Database introduction
PMADS workflow
We developed a literature mining pipeline using search terms derived from the dbPTM vocabulary and automated article retrieval via NCBI E-Utilities (EDirect) combined with Biopython. To broaden our corpus, we utilized the NCBI TranslationSet for thesaurus expansion of both PTM and keyword ontologies. Entity recognition was performed using PubTator and bespoke regular expressions to capture multi‑class biomedical entities, underpinned by pretrained natural language processing models (Stanza and CRAFT) for relation extraction. Candidate associations were filtered via manually curated inter‑entity rules, followed by expert review for final validation. To date, the data pipeline has processed 20,310,267 documents. Through rigorous manual curation, over 4,500 post-translational modification (PTM)-drug associations have been identified, among which more than 2,500 are cancer-related.

Workflow of PMADS
PTM types in PMADS

PTM types in PMADS
Diseases in PMADS

Disease category
Key features
AI-Driven Literature Mining
Curated from 2+ million biomedical publications using advanced natural language processing (NLP) and large language models (LLMs), with dual validation by domain experts.
Multi-Omics Integration
Integrates experimental mass spectrometry data from PRIDE Database (via rigorous computational pipelines) with text-mined PTM-drug associations. Provides residue-level PTM sites, regulatory pathways, and drug response correlations.

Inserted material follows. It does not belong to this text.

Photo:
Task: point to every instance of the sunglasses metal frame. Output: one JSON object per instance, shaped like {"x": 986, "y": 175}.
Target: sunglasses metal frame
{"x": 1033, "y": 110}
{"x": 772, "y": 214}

Clinically Actionable Insights
Annotates 4,500+ experimentally validated PTM-drug relationships and 500+ cross-species modification sites linked to 1000+ therapeutic agents. Supports biomarker discovery, drug repositioning, and therapy response prediction tools.

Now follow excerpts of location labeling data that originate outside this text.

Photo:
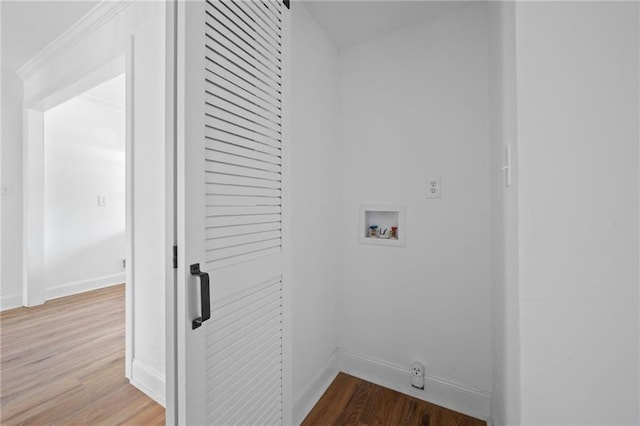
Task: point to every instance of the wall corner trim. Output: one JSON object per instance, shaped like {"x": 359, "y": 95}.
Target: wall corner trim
{"x": 149, "y": 381}
{"x": 10, "y": 301}
{"x": 472, "y": 402}
{"x": 311, "y": 393}
{"x": 94, "y": 19}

Dynamic Knowledge Expansion
Continuously updated with real-time literature surveillance and AI-predicted PTM-drug interactions.
Applications
Basic Research: Elucidate molecular networks of PTM-regulated drug mechanisms.
Drug Development: Guide targeted drug design by mapping "druggable" PTM hotspots.
Precision Medicine: Identify patient-specific PTM signatures for personalized treatment optimization.